A medida que el día iba declinando tenía la impresión de que todo se destacaba con una nitidez mayor de lo normal. Cabalgó por delante de unos árboles cuyas hojas mojadas estaban ya listas para caer: amarillos dorados, naranjas encendidos, púrpuras intensos; todos los colores del fuego. Descendió hacia el fondo del valle, atravesando una atmósfera densa, con un leve toque de bruma otoñal, que le producía una sensación áspera en la garganta. Todos los sonidos le llegaban amortiguados: el crujir de la silla de montar, el traqueteo del arnés, el golpeteo de los cascos del caballo sobre la tierra blanda... Cruzó al trote los prados vacíos, superficies de barro revuelto salpicadas de malas hierbas, y atravesó las posiciones que ocupaban las tropas de la Unión, una zanja y una línea de estacas situada a tres tiros de ballesta de distancia de las murallas. Al pasar junto a ellos, los soldados, con sus petos tachonados y sus cascos de acero, le miraron con el ceño fruncido.

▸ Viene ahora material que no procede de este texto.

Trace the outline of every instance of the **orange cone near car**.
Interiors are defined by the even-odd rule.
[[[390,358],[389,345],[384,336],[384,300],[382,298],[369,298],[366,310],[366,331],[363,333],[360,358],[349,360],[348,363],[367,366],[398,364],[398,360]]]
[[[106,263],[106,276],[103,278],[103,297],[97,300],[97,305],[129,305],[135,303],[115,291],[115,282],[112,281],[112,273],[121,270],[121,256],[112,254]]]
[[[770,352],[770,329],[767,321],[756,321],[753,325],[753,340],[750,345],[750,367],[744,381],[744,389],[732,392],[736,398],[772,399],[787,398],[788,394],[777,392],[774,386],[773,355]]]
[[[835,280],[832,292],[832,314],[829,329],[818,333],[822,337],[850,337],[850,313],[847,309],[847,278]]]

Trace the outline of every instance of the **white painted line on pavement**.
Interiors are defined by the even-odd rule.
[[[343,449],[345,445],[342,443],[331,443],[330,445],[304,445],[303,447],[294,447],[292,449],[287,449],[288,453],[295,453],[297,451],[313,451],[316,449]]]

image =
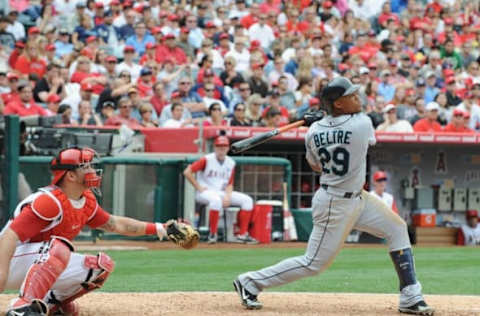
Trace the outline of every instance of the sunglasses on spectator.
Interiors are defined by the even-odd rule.
[[[212,111],[221,111],[220,108],[212,108]]]
[[[215,89],[205,89],[206,92],[212,92],[212,91],[215,91]]]
[[[129,109],[131,107],[132,107],[131,105],[121,105],[121,106],[119,106],[120,109]]]
[[[187,84],[190,84],[190,82],[186,81],[186,82],[180,82],[181,85],[187,85]]]
[[[237,112],[237,111],[244,112],[244,111],[245,111],[245,108],[236,108],[236,109],[235,109],[235,112]]]
[[[120,77],[128,77],[128,78],[131,78],[132,76],[129,75],[129,74],[121,74]]]
[[[145,114],[145,113],[152,113],[152,111],[151,111],[151,110],[147,110],[147,111],[142,111],[142,112],[140,112],[140,114]]]
[[[240,91],[250,91],[250,88],[241,88]]]

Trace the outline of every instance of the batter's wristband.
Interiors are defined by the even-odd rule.
[[[157,225],[155,223],[147,223],[145,228],[145,235],[156,235],[157,234]]]

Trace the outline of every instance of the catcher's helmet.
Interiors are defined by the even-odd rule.
[[[331,110],[333,102],[340,97],[350,95],[358,91],[359,85],[354,85],[345,77],[337,77],[330,81],[323,89],[321,99],[327,110]]]
[[[213,142],[215,146],[230,146],[230,141],[227,136],[218,136]]]
[[[67,171],[78,168],[89,168],[98,162],[98,155],[91,148],[67,148],[61,150],[50,162],[50,170],[53,173],[52,184],[56,185]],[[102,183],[102,170],[90,168],[85,173],[84,184],[89,188],[99,188]]]

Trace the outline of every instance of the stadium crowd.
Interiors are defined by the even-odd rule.
[[[360,84],[387,132],[480,129],[467,0],[2,0],[0,113],[131,128],[279,126]]]

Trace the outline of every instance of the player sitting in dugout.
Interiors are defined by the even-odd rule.
[[[0,232],[0,293],[20,289],[7,316],[79,315],[75,300],[101,288],[115,265],[102,252],[75,252],[72,240],[85,225],[125,236],[158,235],[160,240],[165,235],[172,239],[172,233],[188,226],[104,211],[92,192],[100,189],[102,180],[101,170],[94,169],[97,160],[89,148],[60,151],[50,164],[50,186],[21,201]]]
[[[478,211],[469,210],[465,214],[467,224],[463,224],[457,233],[457,245],[480,246],[480,225],[478,225]]]
[[[214,149],[213,153],[195,161],[183,172],[197,191],[195,201],[207,205],[210,225],[208,242],[212,244],[217,242],[218,219],[224,208],[240,206],[237,214],[239,231],[236,241],[256,244],[258,241],[248,235],[253,200],[244,193],[233,191],[235,161],[227,156],[230,149],[229,139],[226,136],[218,136],[214,141]]]

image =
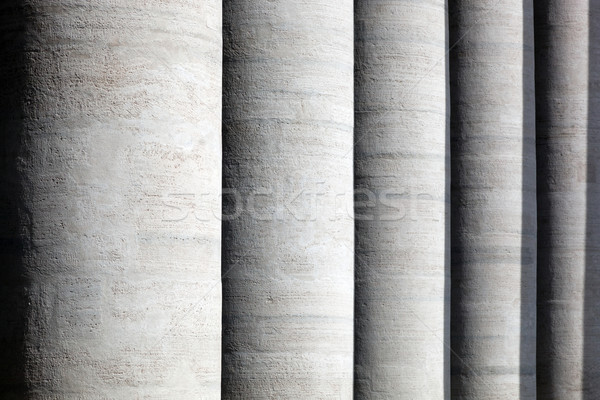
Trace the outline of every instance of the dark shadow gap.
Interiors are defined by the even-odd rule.
[[[537,191],[537,321],[536,321],[536,387],[539,396],[545,396],[548,389],[551,368],[547,361],[548,349],[552,347],[552,339],[548,326],[552,318],[551,309],[547,306],[548,296],[551,292],[551,276],[549,263],[551,249],[552,225],[549,220],[548,204],[548,149],[547,149],[547,113],[548,113],[548,9],[545,1],[535,2],[534,29],[535,29],[535,62],[536,62],[536,191]],[[539,132],[537,132],[539,130]],[[542,397],[543,398],[543,397]]]
[[[356,13],[356,10],[358,9],[358,4],[357,4],[358,0],[354,0],[353,3],[353,8],[354,8],[354,137],[352,138],[352,143],[353,145],[353,160],[356,160],[358,158],[358,154],[356,152],[356,140],[359,139],[356,135],[356,104],[357,104],[357,77],[358,75],[358,68],[359,68],[359,63],[357,62],[358,60],[361,59],[361,54],[360,54],[360,46],[357,45],[358,43],[358,39],[360,37],[359,34],[359,27],[360,27],[360,23],[359,23],[359,19]],[[354,178],[353,178],[353,185],[354,185],[354,191],[356,192],[356,166],[353,166],[354,169]],[[354,196],[352,196],[352,199],[354,201]],[[356,212],[356,211],[355,211]],[[360,313],[360,308],[358,306],[358,302],[357,299],[360,297],[360,286],[359,286],[359,282],[360,282],[360,273],[359,273],[359,269],[356,268],[357,265],[359,265],[361,263],[361,260],[358,257],[358,250],[357,250],[357,244],[359,243],[359,237],[358,237],[358,224],[356,223],[356,219],[354,220],[354,324],[353,324],[353,351],[352,351],[352,392],[353,392],[353,396],[354,398],[359,398],[359,396],[362,395],[361,393],[361,382],[359,382],[359,377],[357,376],[357,371],[356,371],[356,355],[359,354],[360,349],[363,347],[363,344],[360,341],[360,338],[358,337],[357,333],[359,332],[359,324],[358,324],[358,317],[361,315]],[[358,293],[358,295],[357,295]]]
[[[25,334],[28,246],[19,174],[27,84],[25,12],[21,0],[0,5],[0,398],[27,398]]]
[[[449,21],[449,8],[448,1],[446,1],[446,49],[450,48],[450,21]],[[451,205],[450,205],[450,185],[451,185],[451,166],[450,166],[450,56],[449,51],[446,51],[446,185],[445,185],[445,211],[444,211],[444,248],[445,248],[445,256],[444,256],[444,398],[450,398],[450,310],[451,310],[451,275],[450,275],[450,213]]]
[[[458,65],[458,55],[456,54],[458,51],[462,51],[461,47],[457,44],[461,39],[462,32],[460,30],[460,26],[458,24],[458,10],[459,4],[457,4],[456,0],[448,0],[448,91],[449,91],[449,154],[450,154],[450,227],[449,227],[449,246],[450,246],[450,349],[452,349],[452,353],[450,354],[450,394],[449,398],[456,398],[460,395],[460,379],[461,373],[463,370],[464,361],[458,356],[458,354],[462,354],[463,349],[463,340],[461,340],[462,332],[461,325],[462,321],[460,319],[461,315],[461,305],[462,305],[462,296],[460,289],[460,283],[462,281],[462,268],[460,263],[457,262],[457,259],[460,258],[460,249],[462,247],[462,243],[460,242],[460,235],[456,234],[455,229],[459,224],[458,212],[457,212],[457,204],[460,204],[461,197],[459,195],[459,187],[454,186],[457,182],[458,174],[458,159],[460,146],[458,146],[455,142],[455,138],[453,132],[457,128],[460,121],[456,118],[456,109],[458,108],[456,105],[457,99],[460,98],[461,85],[457,84],[458,76],[459,76],[459,68]],[[456,47],[456,48],[455,48]]]
[[[600,2],[589,1],[583,399],[600,399]]]
[[[230,345],[230,332],[231,327],[234,325],[230,320],[231,305],[227,301],[232,296],[230,288],[230,279],[228,275],[230,272],[230,260],[233,258],[230,245],[232,244],[232,234],[229,219],[226,215],[233,215],[233,210],[240,206],[232,201],[231,196],[227,196],[227,188],[235,187],[235,182],[232,182],[230,174],[228,174],[227,168],[230,165],[231,154],[229,151],[229,125],[227,124],[229,116],[229,97],[232,93],[232,82],[235,80],[229,74],[228,65],[231,62],[229,57],[229,49],[231,47],[231,29],[229,27],[229,20],[227,19],[228,8],[232,5],[229,1],[224,0],[222,4],[222,34],[223,34],[223,62],[221,68],[222,87],[221,87],[221,123],[222,123],[222,160],[221,160],[221,186],[223,188],[221,196],[221,395],[224,398],[229,394],[228,387],[230,386],[230,380],[233,371],[229,371],[229,363],[227,362],[227,355],[231,352]]]

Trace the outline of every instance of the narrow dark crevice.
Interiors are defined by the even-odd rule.
[[[0,5],[0,398],[27,398],[25,334],[27,232],[18,170],[23,140],[25,13],[21,0]]]
[[[600,398],[600,2],[589,1],[583,399]]]

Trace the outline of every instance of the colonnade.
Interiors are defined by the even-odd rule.
[[[0,397],[600,395],[599,1],[7,0],[0,46]]]

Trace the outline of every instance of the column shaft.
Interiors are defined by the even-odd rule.
[[[600,124],[595,117],[600,38],[594,28],[594,18],[600,15],[594,3],[598,4],[535,2],[537,386],[543,399],[600,395],[596,328]]]
[[[352,8],[225,1],[226,399],[352,397]]]
[[[220,2],[0,15],[0,397],[218,399]]]
[[[451,391],[535,398],[531,0],[452,0]]]
[[[450,300],[446,4],[355,4],[355,398],[443,399]]]

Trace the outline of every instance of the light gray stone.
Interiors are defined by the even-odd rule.
[[[355,6],[355,398],[443,399],[450,372],[446,4]]]
[[[224,17],[223,398],[351,399],[352,1]]]
[[[449,1],[452,397],[535,399],[531,0]]]
[[[1,390],[218,399],[221,3],[7,3]]]

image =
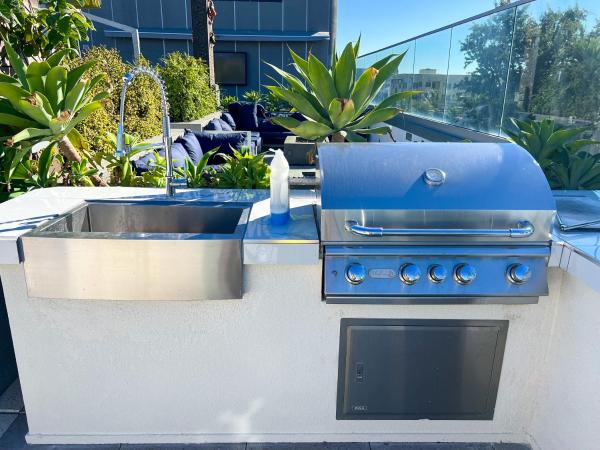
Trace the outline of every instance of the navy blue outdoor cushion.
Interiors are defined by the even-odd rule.
[[[227,122],[227,124],[231,127],[232,130],[235,130],[235,120],[233,120],[233,117],[231,116],[231,114],[229,114],[228,112],[224,112],[221,114],[221,120],[224,122]]]
[[[283,128],[281,125],[277,125],[276,123],[271,122],[269,119],[260,119],[258,124],[258,131],[261,133],[271,132],[271,133],[285,133],[289,132],[287,128]]]
[[[200,142],[198,142],[198,139],[196,139],[194,133],[186,129],[183,136],[179,136],[175,142],[183,146],[194,164],[198,164],[198,161],[202,158],[203,152],[202,146],[200,145]]]
[[[204,127],[208,131],[233,131],[227,122],[222,119],[212,119]]]
[[[200,146],[205,151],[210,151],[215,148],[219,148],[217,153],[212,155],[208,164],[222,164],[225,160],[219,156],[219,154],[225,155],[233,155],[232,147],[236,150],[239,150],[243,145],[246,144],[246,136],[244,133],[239,132],[221,132],[221,133],[212,133],[208,131],[194,131],[194,135],[198,142],[200,142]]]
[[[185,160],[189,159],[189,156],[183,145],[179,142],[173,143],[173,145],[171,145],[171,152],[173,153],[173,167],[185,167]],[[158,154],[163,158],[165,157],[165,151],[163,149],[159,150]],[[133,165],[138,174],[147,172],[154,165],[154,152],[142,156],[137,161],[134,161]]]
[[[229,112],[233,116],[238,130],[257,131],[258,117],[256,103],[234,102],[229,104]]]

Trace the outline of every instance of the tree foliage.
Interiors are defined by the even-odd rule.
[[[0,37],[23,57],[44,59],[63,48],[79,49],[87,41],[92,22],[82,13],[97,6],[89,0],[46,0],[33,7],[29,0],[0,2]]]

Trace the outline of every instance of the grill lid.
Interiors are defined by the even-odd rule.
[[[323,210],[554,211],[540,166],[515,144],[320,144]]]

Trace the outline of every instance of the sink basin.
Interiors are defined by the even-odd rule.
[[[88,201],[21,237],[30,297],[242,297],[250,205]]]

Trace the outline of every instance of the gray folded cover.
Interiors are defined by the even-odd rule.
[[[562,231],[600,230],[600,199],[592,196],[557,196],[557,219]]]

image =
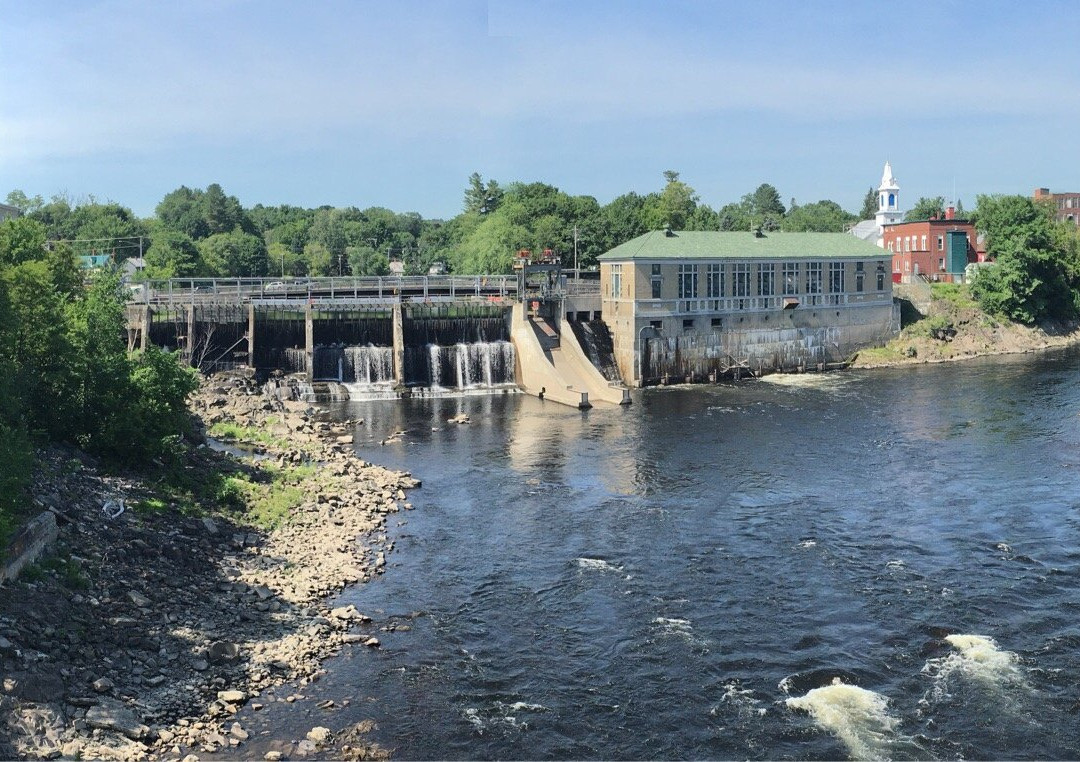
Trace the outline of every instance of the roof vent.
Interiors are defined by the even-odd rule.
[[[765,237],[765,233],[762,232],[761,225],[758,225],[756,228],[754,228],[754,238],[764,238],[764,237]]]
[[[670,222],[667,223],[666,225],[664,225],[664,235],[666,235],[668,238],[674,238],[675,237],[675,231],[671,229],[671,223]]]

Tiró de las riendas y puso su montura al paso. Cruzó traqueteando un puente de madera, uno de los nuevos que había mandado construir Bethod, sobre un río que bajaba crecido por las lluvias otoñales. Luego ascendió por una suave pendiente, al fondo de la cual se alzaba imponente la muralla. Alta, vertical, oscura y sólida. Una auténtica muralla. No se veían hombres en las troneras de las almenas, pero ya se imaginaba que estaban ahí. Tragó saliva y le costó bastante trabajo hacerla bajar por la garganta. Luego se sentó más erguido para que no se notara que tenía el cuerpo machacado tras los siete días de combate en las montañas. Se preguntaba si no estaría a punto de oír el chasquido de una ballesta, de sentir una punzada de dolor y caer muerto al barro. Un final así sólo daría para una canción bastante penosa.